My sister and I were not born twins. Yet for the majority of our young lives, our mother dressed us as such to the most adorable effect possible. Whenever one of us got a new outfit, the other one got a new outfit. The same new outfit. When we went to church, we always wore the same fancy dress: at thanksgiving, same dress; at christmas parties, same dress. Basically any event, same dress. We were always told how adorable we looked, and this positive reinforcement was enough for our mother to continue with this pattern as long as she shopped for us. The two of us got so used to looking exactly like the other that the sense of being the other sister’s half never really went away.
Of course most of our similarities ended with being dressed in matching outfits. She is happy, perky, a constant optimist, unconscious of fashion trends, and rarely in the mood to look as beautiful as possible. I’m not. As a child, I was a dark cloud, moody, practical, blithely aware of fashion trends, and desperate to look as good as possible.

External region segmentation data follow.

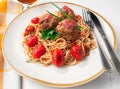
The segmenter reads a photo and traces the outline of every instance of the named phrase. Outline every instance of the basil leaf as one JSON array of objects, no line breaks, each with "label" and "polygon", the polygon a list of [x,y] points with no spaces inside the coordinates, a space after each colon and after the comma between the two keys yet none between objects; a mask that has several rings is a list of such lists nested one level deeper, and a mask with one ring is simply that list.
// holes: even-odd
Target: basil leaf
[{"label": "basil leaf", "polygon": [[55,40],[57,36],[59,36],[59,33],[55,31],[55,29],[43,29],[42,33],[42,39],[47,40]]}]

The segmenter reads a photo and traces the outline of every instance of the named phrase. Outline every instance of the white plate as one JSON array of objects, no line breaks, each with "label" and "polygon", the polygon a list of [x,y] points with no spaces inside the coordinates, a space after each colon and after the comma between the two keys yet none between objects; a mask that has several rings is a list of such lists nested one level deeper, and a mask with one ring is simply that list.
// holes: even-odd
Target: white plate
[{"label": "white plate", "polygon": [[[80,5],[65,2],[57,2],[56,4],[60,7],[67,5],[72,8],[76,14],[81,14],[81,9],[85,8]],[[98,48],[92,50],[88,57],[74,66],[56,68],[54,65],[50,65],[44,67],[37,63],[26,62],[27,56],[21,45],[22,33],[31,18],[42,15],[46,10],[53,12],[57,10],[57,8],[50,3],[34,6],[18,15],[8,26],[3,38],[3,55],[10,66],[23,77],[57,87],[82,85],[100,76],[104,70]],[[102,21],[103,27],[107,29],[105,32],[111,39],[112,46],[116,47],[116,36],[113,28],[102,16],[98,13],[96,14]]]}]

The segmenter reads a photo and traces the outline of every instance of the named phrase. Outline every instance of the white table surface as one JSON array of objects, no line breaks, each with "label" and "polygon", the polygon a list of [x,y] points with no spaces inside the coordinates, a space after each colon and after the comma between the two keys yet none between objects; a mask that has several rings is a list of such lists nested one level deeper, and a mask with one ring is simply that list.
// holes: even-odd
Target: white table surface
[{"label": "white table surface", "polygon": [[[40,3],[49,1],[65,1],[88,7],[104,16],[113,26],[117,35],[117,55],[120,58],[120,0],[39,0]],[[44,86],[23,78],[23,89],[59,89]],[[97,79],[73,88],[66,89],[120,89],[120,75],[103,73]]]}]

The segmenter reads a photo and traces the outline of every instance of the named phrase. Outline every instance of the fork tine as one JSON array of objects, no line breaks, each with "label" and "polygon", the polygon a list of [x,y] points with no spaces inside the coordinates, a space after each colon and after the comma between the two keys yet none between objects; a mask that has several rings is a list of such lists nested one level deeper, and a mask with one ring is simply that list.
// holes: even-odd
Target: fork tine
[{"label": "fork tine", "polygon": [[83,20],[85,22],[89,22],[90,18],[88,16],[88,9],[86,8],[82,9],[82,14],[83,14]]}]

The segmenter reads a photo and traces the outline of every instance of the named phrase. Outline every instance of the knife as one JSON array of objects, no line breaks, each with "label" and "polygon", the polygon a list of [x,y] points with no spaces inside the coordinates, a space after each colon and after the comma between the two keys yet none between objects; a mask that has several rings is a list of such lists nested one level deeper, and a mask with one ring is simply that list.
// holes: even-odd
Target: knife
[{"label": "knife", "polygon": [[120,61],[119,61],[116,53],[114,52],[112,46],[110,45],[110,42],[109,42],[109,40],[108,40],[108,38],[107,38],[103,28],[102,28],[102,25],[100,24],[100,21],[98,20],[97,16],[95,16],[92,12],[90,12],[90,15],[91,15],[91,19],[92,19],[93,23],[97,27],[98,32],[100,33],[103,41],[105,42],[107,50],[108,50],[110,57],[112,59],[113,67],[120,74]]}]

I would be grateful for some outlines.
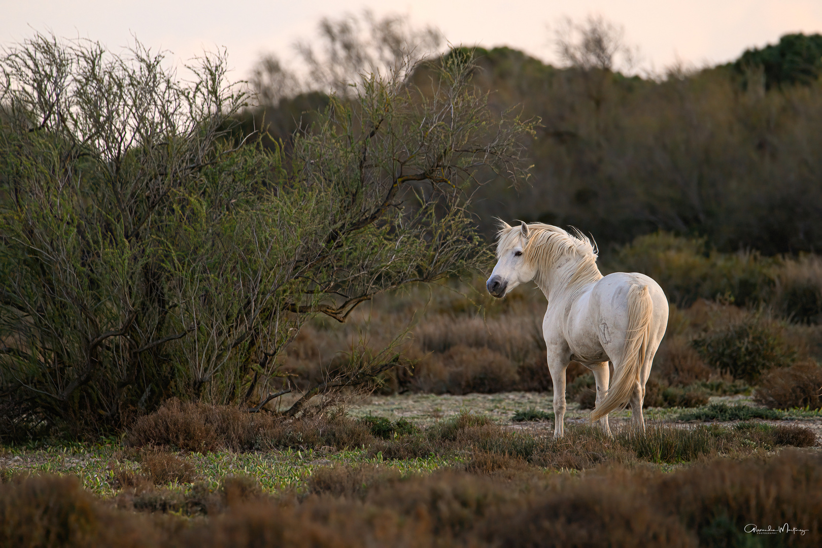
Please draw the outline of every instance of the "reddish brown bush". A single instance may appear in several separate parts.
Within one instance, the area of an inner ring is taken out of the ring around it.
[[[653,358],[652,372],[670,386],[687,386],[708,380],[717,373],[702,361],[699,352],[686,340],[676,335],[663,339]]]
[[[116,512],[75,477],[17,478],[0,485],[0,546],[155,546],[160,531]]]
[[[367,425],[346,417],[318,415],[288,419],[177,399],[140,417],[127,437],[136,447],[173,447],[200,452],[324,445],[343,449],[372,440]]]
[[[141,460],[143,472],[155,485],[192,483],[197,477],[193,464],[166,451],[145,451]]]
[[[822,458],[815,454],[716,460],[669,473],[612,466],[571,476],[476,452],[467,467],[479,474],[402,477],[379,466],[339,465],[318,471],[307,495],[279,499],[261,495],[247,478],[227,481],[224,495],[206,490],[175,502],[166,494],[169,510],[208,506],[207,520],[186,523],[116,510],[73,478],[31,477],[0,485],[0,546],[727,546],[757,538],[745,532],[749,523],[806,530],[780,533],[774,537],[780,545],[822,542]],[[161,495],[155,492],[155,509]]]
[[[760,380],[754,399],[771,409],[822,408],[822,367],[805,362],[772,370]]]
[[[187,451],[238,451],[253,449],[272,425],[272,417],[266,413],[173,398],[154,413],[138,418],[127,440],[136,447],[154,444]]]
[[[813,447],[816,444],[816,435],[807,426],[798,425],[776,425],[771,431],[774,445],[791,445],[792,447]]]

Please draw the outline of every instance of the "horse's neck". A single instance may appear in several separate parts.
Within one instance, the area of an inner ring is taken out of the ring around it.
[[[586,286],[590,285],[594,281],[593,278],[598,280],[603,277],[598,269],[595,274],[591,273],[590,276],[583,277],[582,279],[575,283],[572,280],[574,280],[574,274],[578,268],[580,266],[571,261],[559,269],[552,266],[547,269],[547,272],[538,271],[537,276],[535,276],[537,286],[542,290],[550,304],[559,305],[561,302],[574,300],[579,297],[580,292]]]

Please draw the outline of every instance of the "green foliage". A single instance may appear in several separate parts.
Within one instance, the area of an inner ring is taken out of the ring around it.
[[[635,451],[639,458],[652,463],[689,462],[716,450],[716,436],[704,426],[670,428],[651,423],[644,432],[629,429],[616,437]]]
[[[706,237],[723,251],[820,248],[818,83],[743,91],[723,67],[626,78],[505,48],[479,66],[476,81],[497,108],[521,104],[543,121],[529,143],[538,183],[478,191],[488,237],[497,216],[573,225],[603,250],[660,229]]]
[[[749,78],[751,72],[761,71],[768,89],[810,85],[822,75],[822,35],[784,35],[774,45],[746,49],[733,67],[737,72],[747,73]]]
[[[771,368],[791,365],[796,357],[781,329],[760,320],[705,334],[692,343],[709,366],[749,383]]]
[[[371,429],[372,435],[383,440],[390,440],[395,435],[403,436],[419,432],[419,428],[404,418],[392,422],[390,419],[385,417],[367,415],[360,418],[359,421]]]
[[[528,409],[517,411],[514,413],[514,417],[511,417],[511,421],[514,422],[524,422],[526,421],[553,421],[554,414],[552,412],[548,412],[546,411],[540,411],[536,408],[529,408]]]
[[[531,123],[492,114],[469,61],[428,89],[364,77],[288,153],[234,140],[246,96],[223,57],[197,62],[183,81],[139,44],[41,35],[0,58],[2,434],[277,394],[312,315],[487,260],[464,191],[524,174]],[[392,355],[353,352],[291,414]]]
[[[698,408],[708,403],[708,393],[701,385],[660,386],[649,380],[645,384],[644,408]]]
[[[768,371],[754,399],[771,409],[822,409],[822,367],[813,362]]]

She was also a stick, and I was a fat child. We balanced each other out in almost all ways, and grew so dependent on the other, that we never really grow out of.
Today we don’t match. We don’t wear the same clothing, have the same ambitions, or even live under any roofs together. Ye we are each other’s perfect match. We finish the other’s sentence, depend on each other for life advice, and constantly feel a hole in our life when the other is not there. We’ve grown up, we’ve changed, but we’re still matching.